Parents know their children as the unique creatures they are, beautiful
and charming and intelligent to all kinds of dubious extremes. But to
suddenly and completely come to acknowledge your children as interesting beings, that's a whole new level of appreciation.
Alex saw a couple of meteors last night in the "shower," which, for us,
consisted of three and a half sightings, the half being something that
might have been a small meteor but was in all likelihood a small plane.

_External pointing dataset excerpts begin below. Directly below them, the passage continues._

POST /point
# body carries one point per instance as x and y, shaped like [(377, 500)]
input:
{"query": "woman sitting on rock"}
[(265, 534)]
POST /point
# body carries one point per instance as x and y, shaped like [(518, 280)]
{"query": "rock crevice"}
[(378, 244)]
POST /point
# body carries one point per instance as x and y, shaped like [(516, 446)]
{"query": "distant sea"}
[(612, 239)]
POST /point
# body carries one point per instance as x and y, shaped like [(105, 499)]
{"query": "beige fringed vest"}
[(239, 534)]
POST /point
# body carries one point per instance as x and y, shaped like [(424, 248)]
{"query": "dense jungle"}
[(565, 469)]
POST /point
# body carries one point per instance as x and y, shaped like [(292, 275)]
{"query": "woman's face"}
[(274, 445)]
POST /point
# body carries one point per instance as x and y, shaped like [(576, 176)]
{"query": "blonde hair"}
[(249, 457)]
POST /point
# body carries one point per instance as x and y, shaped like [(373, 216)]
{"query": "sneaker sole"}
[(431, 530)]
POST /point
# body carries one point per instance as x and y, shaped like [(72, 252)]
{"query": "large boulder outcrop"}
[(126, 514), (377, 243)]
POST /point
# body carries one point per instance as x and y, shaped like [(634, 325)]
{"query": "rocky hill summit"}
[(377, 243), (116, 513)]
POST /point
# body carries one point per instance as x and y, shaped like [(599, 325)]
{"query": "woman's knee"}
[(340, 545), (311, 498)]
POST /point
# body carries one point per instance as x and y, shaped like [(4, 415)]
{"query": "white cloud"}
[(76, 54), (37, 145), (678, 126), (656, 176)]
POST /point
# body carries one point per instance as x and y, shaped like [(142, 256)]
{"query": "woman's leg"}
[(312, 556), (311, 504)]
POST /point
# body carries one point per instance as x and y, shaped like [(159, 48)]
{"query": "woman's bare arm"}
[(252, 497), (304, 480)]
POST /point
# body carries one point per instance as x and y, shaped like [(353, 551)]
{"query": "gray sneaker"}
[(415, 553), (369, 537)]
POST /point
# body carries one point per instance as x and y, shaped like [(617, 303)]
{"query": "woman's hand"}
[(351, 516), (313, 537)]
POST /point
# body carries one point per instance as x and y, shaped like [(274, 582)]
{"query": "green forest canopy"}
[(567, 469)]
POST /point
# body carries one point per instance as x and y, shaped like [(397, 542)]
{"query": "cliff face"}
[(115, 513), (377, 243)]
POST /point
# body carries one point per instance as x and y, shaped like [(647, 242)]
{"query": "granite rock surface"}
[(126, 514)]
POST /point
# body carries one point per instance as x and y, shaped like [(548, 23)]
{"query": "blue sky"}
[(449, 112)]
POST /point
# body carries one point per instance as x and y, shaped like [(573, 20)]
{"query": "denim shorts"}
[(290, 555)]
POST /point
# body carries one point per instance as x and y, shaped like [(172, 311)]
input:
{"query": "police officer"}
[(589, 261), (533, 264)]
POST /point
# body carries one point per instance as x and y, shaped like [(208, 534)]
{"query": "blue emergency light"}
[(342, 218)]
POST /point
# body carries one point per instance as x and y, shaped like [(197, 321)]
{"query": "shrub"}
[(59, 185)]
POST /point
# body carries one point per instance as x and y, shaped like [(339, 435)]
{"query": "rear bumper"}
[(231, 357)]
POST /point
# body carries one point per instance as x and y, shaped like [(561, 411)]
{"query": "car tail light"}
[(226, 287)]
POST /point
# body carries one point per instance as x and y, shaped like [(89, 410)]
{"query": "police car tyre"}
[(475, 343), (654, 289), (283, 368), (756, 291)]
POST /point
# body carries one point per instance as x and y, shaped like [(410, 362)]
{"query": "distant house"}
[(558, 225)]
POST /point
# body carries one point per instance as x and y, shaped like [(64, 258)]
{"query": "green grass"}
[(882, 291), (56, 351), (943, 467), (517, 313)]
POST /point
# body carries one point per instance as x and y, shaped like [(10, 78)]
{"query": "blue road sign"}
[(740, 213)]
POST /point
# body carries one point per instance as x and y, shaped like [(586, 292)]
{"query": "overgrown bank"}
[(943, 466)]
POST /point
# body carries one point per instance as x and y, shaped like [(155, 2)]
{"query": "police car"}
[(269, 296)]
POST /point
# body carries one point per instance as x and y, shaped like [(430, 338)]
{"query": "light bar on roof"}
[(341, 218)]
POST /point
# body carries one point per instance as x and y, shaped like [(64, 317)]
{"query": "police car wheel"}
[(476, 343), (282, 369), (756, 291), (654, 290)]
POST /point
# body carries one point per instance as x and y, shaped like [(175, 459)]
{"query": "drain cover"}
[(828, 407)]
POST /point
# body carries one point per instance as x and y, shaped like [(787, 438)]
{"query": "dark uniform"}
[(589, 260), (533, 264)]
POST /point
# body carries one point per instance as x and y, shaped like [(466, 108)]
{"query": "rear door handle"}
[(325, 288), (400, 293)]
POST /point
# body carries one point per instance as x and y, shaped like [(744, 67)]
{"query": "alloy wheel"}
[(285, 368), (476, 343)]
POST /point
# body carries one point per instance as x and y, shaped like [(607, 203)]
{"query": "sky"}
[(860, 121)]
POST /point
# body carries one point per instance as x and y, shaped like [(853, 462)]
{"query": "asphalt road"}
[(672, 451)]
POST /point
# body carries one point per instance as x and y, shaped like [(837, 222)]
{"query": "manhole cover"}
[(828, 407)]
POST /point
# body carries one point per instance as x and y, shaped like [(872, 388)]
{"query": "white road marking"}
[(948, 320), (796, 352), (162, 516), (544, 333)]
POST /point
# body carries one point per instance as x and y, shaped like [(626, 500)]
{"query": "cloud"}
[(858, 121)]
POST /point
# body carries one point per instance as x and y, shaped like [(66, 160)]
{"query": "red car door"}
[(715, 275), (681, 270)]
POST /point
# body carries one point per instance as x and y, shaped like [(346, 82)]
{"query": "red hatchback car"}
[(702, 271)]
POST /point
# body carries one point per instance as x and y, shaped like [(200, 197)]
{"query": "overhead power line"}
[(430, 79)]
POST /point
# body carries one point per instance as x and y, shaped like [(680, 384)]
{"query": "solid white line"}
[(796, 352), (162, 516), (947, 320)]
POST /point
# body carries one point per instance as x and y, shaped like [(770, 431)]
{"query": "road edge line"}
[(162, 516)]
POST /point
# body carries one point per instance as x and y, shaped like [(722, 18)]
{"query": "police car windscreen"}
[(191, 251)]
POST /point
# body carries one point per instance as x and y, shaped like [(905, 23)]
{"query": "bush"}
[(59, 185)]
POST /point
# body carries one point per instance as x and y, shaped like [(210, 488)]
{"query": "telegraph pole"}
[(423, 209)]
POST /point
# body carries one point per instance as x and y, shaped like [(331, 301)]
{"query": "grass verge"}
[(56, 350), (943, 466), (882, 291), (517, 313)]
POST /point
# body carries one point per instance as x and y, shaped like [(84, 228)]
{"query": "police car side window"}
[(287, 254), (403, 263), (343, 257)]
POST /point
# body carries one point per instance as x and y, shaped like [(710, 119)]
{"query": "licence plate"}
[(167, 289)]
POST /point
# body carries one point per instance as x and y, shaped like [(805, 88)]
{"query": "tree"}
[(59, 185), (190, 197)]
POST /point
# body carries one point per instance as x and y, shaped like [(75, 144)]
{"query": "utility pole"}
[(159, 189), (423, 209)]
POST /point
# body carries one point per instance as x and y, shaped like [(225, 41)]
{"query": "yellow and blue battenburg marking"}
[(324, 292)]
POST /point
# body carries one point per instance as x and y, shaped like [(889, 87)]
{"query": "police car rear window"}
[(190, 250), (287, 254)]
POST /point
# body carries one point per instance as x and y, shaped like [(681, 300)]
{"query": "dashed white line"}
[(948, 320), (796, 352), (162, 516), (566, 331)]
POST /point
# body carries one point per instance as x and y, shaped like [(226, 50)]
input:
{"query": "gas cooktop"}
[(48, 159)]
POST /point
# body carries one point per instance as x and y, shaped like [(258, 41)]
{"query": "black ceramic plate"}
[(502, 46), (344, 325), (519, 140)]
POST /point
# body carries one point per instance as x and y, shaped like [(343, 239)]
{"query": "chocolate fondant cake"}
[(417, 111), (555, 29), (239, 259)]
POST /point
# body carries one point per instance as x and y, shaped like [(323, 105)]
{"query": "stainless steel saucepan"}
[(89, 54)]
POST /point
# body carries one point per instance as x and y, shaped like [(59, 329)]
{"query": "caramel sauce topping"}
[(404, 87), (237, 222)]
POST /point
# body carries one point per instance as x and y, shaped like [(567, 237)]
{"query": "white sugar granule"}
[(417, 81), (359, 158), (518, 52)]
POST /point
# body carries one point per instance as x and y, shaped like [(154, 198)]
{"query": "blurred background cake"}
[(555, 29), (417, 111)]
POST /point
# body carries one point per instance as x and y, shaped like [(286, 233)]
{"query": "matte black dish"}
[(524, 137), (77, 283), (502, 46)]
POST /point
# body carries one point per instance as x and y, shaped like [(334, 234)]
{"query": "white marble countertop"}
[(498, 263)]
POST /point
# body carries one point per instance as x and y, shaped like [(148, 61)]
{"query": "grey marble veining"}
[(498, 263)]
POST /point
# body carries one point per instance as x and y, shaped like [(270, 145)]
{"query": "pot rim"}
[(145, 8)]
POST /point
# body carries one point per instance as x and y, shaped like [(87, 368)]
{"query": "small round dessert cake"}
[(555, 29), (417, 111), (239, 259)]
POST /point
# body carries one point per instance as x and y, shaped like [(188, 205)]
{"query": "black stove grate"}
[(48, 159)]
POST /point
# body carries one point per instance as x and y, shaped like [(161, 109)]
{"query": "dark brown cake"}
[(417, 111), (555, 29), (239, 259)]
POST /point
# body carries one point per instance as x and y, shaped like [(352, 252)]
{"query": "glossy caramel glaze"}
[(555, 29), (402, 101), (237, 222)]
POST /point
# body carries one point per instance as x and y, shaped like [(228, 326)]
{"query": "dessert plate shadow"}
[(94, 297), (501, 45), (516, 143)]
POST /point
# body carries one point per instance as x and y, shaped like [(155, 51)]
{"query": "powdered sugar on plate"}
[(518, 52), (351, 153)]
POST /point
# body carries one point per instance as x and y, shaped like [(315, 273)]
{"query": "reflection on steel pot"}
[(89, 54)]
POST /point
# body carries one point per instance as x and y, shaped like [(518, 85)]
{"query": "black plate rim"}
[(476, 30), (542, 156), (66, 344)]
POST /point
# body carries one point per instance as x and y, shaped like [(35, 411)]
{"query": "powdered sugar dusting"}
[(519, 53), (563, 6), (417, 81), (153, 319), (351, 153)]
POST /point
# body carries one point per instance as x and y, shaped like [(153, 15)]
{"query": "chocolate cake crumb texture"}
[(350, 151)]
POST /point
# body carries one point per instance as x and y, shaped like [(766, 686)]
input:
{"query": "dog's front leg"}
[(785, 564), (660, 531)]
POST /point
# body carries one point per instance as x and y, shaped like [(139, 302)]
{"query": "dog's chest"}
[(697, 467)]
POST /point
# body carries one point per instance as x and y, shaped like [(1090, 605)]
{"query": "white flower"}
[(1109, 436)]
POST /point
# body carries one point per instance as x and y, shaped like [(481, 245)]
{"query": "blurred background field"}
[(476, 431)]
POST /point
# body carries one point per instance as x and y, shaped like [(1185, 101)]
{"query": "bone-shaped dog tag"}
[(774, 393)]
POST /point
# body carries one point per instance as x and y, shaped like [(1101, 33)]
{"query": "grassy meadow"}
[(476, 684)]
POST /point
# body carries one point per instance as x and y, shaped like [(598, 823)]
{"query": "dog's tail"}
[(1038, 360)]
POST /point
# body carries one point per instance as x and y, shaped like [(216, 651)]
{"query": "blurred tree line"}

Today, he started a meteor collection from rocks he found in the yard
that, according to him, "are not the kind of rocks we have around here,
and I rinsed them off in Katherine's water table and they didn't
dissolve, so they're not just regular sand rocks, don't you think
they're probably pieces of meteor?"
Why, yes. Yes I do. I
do because one St. Patrick's Day the nice old man who lived behind us
sent his granddaughter and me on a fool's errand looking for four-leaf
clovers, and when we couldn't find any we tore one leaf of the
three-leaf clovers in half to make a fourth leaf and showed him those,
and then suddenly a leprechaun started leaving little surprises - like
dollar bills! - around the house and yard that our good luck charms had
supposedly conjured.
So yes, Alex, those could be meteors. In fact, if it makes your childhood a tad more interesting, they probably are.
Tomorrow we're going to a water park, and I'm silently dreading it. But
he read his requisite number of pages in the library's summer reading
program, got his free pass, and we're by-golly going. I will galumph
around in a bathing suit all the livelong day and probably get sunburned
and dodge screaming kids and let Alex splash me with geysers and ride
behind him through claustrophobia-inducing tubes because it's his last
week of summer break ever when he's 7 and I want him to have FUN. And I
guess there's a chance that I might, too. I kind of like the kid.
Katherine, whom I also like but who is plucking away relentlessly at my
last nerve tonight is in bed playing with her toy computer. It's barking
repeatedly. It's past 9 p.m. She's 2. She should be asleep. Lately
that has not been as easy as it used to be. She stands in her crib
bellowing for me at the top of her lungs, then when I go in (as I
inevitably do), she demands something, sometimes something weird. Sheep,
socks, Mommy's book, mac and cheese, flowers, Alex, my phone, or one of
the
three songs I have it in my limited range to sing: Rock-a-bye Baby, the
Elmo song, and the ABCs. I guess I could conceivably add Twinkle,
Twinkle Little Star to the repertoire because it's the same tune as the
alphabet song, but I only just now considered that.
She's funny, that one. She can be bought with Dora fruit snacks. She
hates it when Alex sits next to me. She has four dances: the Princess
Dance, arms flung out spinning in circles; the Smarty-Pants Dance,
little feet stomping, spinning in circles; the Katherine Dance, wild
gesticulations, spinning in circles; and Mickey Mouse's own Hot-Dog
Dance, arms flailing, no circles. She puts things down for naps,
covering them with a blanket and giving gentle night-night kisses. Not
just baby dolls and stuffed animals, but the remote control, her sippy
cup, my feet. The first thing she says when we go in to get her out of
her crib in the mornings is "I had good nap."
I feel like I have to keep a record of these things, because they change
so quickly. It wasn't that long ago that I was bemoaning her
slower-than-Alex speech development and marveling over her sleep
patterns. It wasn't that long ago that Alex had baby-fine blond hair and
toddled through the kitchen in the middle of the night sucking on
butter and hiding carrots under his pillow. It wasn't that long ago that
the idea of being parents was just that - an idea, albeit a scary and
alien one.
And here we are, a second grader and a 2-year-old under our belts and
still finding humor in the everyday. They play chess and he gives her
pieces to click together so she'll feel like she's playing, too. We
cuddle on the couch and make fun of Sprout shows. She whines and whines
and then turns on a grin so dazzling, tiny bunny teeth gleaming, that
you forget she's been driving you up the wall all day long and scoop her
up into a big squishy hug.
I think I'm ready for school to start, but I have found a kind of deep,
quiet, sometimes elusive satisfaction in these summer days that I didn't
expect. Alex won't always make me heartbreakingly earnest presents of
moon rocks and origami hearts. Katherine won't always beg to be picked
up and exert her tree-frog embrace when I finally relent. They're
fleeting, these times, and precious.
Tomorrow I'll likely be less sappy and more prone to rushing and
entertaining small annoyances. That is if I survive the water park
unscathed. But tonight I'm just happy for the blessings of my imperfect
little family. If only amongst ourselves, we're an interesting bunch.
It's funny. I feel like I know you and your little brood so well. Very well said my friend. I hope the water park is nowhere near as frightening as it sounds to me. This post made me a little misty.
ReplyDeleteAw, thanks, Jeannie! I feel like you know us, too. :-) The rain may rain on our water park parade, so to speak, but I hope not because Alex will be heartbroken. Fingers crossed that it holds off for a few hours.